Third Step - Place the values from the Source on the correct Destination index.
Of course this is a bit ways away from how you would do it on the GPU, but it is a start.
Then I started mapping out a bit more of how it would look on the GPU.
This is horrible inefficient on the CPU, but hey the goal isn't to use it on the CPU but to get a picture of how it would look like on the GPU.
It took it ~125 seconds to sort the 100 million elements.
Thats not good.
This version is not to diffrent from the Byte version, aside from all the atrocites made to simulate the GPU, without threading it.
As well as the fact that it doesn't sort by Byte(8 bits) but by Nibble(4 bits).
Since I was more focused on testing things then making it fast at this point, and GPU based Radix sorts often was either based of Bytes or Nibbles.
Now that I had done it on the CPU and simulated a GPU version on the CPU, it was time to move to doing it on the GPU with HLSL and Compute shaders.
Well lets look at my first implementation on the GPU.
As we can see it was a very naive Implementation, where I had four compute shaders. I tested it to see that it worked and get a check on the performance, and while it worked as intended it was VERY inefficient, droping us to 30 FPS if we ran it every frame. However it did fulfill the purpose of giving me a starting line for Radix Sorting on the GPU, since I now had more knowhow and a starting base.

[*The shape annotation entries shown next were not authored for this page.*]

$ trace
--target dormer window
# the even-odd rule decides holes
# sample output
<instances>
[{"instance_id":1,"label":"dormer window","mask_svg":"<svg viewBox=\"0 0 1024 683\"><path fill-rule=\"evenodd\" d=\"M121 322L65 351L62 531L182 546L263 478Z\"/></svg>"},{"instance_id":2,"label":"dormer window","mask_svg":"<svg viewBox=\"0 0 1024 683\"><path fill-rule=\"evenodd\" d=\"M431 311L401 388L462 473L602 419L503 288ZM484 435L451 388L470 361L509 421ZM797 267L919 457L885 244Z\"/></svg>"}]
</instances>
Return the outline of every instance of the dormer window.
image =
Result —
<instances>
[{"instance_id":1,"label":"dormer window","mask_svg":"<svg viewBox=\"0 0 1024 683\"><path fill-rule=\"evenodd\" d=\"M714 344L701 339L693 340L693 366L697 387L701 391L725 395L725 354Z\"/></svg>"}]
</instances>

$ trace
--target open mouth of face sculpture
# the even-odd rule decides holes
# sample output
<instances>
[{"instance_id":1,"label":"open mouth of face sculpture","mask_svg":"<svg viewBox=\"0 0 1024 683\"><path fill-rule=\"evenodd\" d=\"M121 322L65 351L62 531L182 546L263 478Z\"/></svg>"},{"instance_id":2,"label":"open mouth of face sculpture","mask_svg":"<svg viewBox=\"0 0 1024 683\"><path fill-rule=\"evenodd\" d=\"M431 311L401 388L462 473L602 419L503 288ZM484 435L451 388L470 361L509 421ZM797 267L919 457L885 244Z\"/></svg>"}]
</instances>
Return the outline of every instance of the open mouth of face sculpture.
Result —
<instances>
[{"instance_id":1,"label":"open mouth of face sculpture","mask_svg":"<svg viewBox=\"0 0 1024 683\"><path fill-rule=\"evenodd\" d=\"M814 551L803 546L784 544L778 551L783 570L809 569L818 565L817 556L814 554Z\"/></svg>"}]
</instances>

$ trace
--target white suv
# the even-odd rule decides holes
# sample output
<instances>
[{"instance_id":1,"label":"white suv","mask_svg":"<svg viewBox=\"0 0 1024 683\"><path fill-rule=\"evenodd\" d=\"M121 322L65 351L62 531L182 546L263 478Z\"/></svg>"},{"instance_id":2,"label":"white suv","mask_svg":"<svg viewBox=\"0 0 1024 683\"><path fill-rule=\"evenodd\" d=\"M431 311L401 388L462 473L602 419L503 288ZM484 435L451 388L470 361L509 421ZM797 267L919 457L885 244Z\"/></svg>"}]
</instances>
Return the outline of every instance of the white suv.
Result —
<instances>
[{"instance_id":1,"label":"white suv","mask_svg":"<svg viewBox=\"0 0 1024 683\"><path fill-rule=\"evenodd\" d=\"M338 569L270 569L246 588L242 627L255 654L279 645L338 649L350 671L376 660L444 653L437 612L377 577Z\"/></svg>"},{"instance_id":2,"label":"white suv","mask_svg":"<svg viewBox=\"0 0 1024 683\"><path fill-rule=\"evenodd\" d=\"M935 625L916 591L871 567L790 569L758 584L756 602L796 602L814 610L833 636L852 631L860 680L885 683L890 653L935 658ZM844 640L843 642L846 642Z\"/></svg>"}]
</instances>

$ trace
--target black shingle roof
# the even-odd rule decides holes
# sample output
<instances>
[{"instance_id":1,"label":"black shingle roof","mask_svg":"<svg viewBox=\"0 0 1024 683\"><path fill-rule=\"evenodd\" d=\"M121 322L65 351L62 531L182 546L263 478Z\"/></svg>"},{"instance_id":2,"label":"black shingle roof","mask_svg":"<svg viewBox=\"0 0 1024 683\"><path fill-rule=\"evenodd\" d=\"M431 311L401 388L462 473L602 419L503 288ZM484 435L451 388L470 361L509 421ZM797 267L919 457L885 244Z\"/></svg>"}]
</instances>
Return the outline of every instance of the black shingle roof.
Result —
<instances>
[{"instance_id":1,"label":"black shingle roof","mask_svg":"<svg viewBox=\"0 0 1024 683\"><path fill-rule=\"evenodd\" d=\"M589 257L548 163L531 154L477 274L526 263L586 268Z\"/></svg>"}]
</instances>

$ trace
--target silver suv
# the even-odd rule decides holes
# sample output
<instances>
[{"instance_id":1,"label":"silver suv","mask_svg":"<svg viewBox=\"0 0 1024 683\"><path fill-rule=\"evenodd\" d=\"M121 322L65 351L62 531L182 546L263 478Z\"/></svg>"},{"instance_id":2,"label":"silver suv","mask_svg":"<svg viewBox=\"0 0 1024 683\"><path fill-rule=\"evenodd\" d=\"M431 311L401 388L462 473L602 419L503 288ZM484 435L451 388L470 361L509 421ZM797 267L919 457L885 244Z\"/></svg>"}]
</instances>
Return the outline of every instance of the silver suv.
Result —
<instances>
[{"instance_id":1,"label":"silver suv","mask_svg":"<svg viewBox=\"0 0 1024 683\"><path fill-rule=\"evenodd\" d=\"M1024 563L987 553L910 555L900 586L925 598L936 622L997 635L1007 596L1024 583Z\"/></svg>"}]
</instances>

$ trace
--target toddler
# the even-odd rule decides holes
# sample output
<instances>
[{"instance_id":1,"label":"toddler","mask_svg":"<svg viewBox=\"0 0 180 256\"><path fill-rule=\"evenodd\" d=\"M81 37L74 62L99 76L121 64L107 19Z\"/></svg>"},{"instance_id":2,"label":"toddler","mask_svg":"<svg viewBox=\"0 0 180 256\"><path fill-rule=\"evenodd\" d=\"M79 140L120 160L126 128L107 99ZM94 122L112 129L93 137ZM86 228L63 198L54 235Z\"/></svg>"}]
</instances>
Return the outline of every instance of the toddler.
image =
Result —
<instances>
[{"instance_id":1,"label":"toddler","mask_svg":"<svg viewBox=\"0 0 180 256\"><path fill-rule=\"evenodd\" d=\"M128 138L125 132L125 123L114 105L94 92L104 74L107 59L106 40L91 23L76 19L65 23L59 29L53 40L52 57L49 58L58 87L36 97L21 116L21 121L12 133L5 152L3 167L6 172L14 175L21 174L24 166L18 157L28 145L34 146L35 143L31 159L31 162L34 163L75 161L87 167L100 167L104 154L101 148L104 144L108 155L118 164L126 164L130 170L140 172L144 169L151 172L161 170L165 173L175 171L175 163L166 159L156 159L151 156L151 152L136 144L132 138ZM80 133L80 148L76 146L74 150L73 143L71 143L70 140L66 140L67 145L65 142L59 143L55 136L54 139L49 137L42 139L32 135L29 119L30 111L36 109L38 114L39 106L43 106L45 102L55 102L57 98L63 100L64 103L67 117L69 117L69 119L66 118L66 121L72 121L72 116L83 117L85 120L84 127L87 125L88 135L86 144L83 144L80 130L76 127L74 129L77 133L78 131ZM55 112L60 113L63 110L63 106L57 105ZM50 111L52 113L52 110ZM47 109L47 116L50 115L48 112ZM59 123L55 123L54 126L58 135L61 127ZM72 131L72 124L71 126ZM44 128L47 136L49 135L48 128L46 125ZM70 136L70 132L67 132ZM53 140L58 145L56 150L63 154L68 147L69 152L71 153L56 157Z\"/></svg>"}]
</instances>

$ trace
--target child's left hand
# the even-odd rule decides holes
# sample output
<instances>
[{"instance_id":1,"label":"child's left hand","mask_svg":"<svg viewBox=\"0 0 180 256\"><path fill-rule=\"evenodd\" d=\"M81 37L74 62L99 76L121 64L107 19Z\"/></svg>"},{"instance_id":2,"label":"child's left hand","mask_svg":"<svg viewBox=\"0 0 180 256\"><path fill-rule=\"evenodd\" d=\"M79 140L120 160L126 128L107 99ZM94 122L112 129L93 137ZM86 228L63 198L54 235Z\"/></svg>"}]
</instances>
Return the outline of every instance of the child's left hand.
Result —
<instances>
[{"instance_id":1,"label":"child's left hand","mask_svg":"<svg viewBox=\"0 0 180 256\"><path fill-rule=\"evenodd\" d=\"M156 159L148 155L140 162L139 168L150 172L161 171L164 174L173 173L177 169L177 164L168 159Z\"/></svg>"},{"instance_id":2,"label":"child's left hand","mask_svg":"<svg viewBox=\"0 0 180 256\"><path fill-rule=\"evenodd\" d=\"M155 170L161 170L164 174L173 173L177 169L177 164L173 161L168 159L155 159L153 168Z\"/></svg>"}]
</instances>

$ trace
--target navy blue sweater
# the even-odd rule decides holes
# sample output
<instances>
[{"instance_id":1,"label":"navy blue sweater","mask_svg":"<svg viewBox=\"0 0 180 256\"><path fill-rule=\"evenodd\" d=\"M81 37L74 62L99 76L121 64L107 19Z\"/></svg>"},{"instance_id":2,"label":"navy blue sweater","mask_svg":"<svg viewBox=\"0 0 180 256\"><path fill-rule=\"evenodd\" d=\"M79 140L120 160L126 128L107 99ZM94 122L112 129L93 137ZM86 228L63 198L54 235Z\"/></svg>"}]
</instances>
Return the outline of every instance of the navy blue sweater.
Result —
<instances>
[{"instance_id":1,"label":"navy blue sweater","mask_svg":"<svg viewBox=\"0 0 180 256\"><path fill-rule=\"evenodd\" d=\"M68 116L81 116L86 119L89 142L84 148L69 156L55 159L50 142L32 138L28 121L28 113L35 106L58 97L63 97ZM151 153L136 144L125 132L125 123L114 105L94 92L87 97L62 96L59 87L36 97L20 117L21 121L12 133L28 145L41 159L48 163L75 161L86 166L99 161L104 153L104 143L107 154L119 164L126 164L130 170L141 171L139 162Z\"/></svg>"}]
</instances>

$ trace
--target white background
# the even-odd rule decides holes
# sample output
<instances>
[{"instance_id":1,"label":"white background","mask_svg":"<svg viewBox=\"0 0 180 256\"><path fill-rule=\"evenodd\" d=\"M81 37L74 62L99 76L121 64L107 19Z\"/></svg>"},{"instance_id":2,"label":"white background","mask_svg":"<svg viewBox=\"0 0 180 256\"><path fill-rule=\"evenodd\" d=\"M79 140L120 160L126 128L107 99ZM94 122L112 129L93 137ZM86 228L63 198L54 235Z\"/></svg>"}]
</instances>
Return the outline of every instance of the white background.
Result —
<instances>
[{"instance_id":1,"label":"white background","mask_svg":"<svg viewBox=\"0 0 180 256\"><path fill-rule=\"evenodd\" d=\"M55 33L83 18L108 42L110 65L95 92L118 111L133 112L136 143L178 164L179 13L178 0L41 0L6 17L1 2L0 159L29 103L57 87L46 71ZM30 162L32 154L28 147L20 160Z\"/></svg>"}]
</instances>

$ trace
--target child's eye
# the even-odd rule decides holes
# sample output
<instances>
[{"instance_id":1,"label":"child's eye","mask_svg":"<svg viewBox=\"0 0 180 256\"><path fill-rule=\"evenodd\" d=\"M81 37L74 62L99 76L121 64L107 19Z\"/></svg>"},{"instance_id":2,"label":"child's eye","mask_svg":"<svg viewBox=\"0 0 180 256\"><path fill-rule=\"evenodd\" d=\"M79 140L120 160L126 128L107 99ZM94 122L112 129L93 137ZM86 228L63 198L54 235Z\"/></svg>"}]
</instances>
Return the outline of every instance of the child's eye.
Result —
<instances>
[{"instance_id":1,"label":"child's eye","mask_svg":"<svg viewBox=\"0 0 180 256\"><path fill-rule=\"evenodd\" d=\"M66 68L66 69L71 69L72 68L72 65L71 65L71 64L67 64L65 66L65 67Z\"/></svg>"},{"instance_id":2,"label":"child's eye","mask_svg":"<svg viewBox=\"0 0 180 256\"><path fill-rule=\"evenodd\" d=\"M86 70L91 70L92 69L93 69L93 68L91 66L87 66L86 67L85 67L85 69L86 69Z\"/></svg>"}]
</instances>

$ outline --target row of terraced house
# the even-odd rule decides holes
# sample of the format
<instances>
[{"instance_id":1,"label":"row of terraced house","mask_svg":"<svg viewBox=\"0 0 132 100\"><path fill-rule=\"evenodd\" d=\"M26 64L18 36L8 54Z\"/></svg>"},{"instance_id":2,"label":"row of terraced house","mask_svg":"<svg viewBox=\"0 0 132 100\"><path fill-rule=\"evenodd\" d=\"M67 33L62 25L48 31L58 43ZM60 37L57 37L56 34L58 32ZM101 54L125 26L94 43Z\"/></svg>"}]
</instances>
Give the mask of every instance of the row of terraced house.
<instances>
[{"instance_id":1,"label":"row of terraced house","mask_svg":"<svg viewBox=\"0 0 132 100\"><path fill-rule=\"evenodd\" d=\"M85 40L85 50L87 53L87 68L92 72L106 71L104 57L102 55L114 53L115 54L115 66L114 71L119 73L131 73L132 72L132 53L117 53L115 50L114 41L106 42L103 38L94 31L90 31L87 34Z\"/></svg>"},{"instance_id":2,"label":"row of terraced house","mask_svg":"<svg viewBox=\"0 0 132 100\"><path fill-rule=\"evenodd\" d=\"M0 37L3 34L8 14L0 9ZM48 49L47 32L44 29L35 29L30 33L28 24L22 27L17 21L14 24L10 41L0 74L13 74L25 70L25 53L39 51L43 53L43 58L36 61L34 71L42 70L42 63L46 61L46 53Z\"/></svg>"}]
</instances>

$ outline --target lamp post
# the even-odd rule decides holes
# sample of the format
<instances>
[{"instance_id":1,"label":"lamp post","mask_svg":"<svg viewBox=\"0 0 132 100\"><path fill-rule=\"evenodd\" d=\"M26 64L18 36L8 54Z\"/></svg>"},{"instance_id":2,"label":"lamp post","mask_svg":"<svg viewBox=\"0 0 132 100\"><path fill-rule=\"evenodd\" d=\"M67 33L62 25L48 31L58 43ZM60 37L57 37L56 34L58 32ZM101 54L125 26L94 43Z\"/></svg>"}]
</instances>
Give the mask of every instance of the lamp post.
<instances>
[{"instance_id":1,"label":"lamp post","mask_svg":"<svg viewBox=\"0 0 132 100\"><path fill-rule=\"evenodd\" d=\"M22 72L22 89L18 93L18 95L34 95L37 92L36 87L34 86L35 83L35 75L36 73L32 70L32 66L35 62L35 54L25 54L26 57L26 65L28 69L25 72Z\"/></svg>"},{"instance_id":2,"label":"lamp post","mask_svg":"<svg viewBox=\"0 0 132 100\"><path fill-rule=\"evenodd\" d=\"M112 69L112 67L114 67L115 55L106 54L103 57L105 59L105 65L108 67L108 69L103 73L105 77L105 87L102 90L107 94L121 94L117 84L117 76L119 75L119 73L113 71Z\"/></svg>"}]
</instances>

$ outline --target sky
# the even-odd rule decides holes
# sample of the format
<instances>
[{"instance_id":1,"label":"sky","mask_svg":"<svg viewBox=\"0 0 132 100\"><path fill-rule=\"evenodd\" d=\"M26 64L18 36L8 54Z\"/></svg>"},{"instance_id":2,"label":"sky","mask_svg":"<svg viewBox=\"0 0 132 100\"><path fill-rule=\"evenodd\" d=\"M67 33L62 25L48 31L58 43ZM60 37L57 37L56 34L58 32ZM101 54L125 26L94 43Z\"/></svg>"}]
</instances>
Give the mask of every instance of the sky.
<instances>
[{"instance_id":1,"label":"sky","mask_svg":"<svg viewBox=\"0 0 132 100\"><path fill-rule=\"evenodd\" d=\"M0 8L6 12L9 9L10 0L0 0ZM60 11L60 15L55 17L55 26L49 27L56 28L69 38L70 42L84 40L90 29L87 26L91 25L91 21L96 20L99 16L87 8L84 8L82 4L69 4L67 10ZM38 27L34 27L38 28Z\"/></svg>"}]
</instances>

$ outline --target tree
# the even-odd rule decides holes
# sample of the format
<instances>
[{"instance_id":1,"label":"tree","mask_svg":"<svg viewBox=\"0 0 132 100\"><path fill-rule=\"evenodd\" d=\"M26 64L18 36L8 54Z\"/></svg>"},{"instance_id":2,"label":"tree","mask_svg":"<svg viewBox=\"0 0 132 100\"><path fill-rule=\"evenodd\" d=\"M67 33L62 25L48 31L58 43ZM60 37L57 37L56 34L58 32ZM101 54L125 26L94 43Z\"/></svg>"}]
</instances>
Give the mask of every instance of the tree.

The biggest performance killer was the Scan Pass and Offset Pass, so the first goal was to remove the offset pass and improve the Scan Pass.
The Scan Pass is the part that makes Radix Sort so tricky to do on the GPU, however they are many diffrent papers on how to improve it, I will link some of them at the bottom of the page.
The problem now is that some of these scans like Wave Scan and One Pass Scans doesn't really work with DX11.
I was also doing the Radix Sort with Nibbles, so I started with changing it to Bytes which helped a bit with the performance.
Then I started working on remaking the Scan Pass and removing unnecessay parts. Which took some trial and error, but here's the end result.
The next step would be to research more about the scan part, maybe trying the Hillis and Steele scan, or see if I kind find if someone has found a Wave or One Pass Scan that works with DX11. However for now it has decent performance, went from 100 FPS in game to 90 FPS when sorting one million elements per frame, and that was with Render Doc active.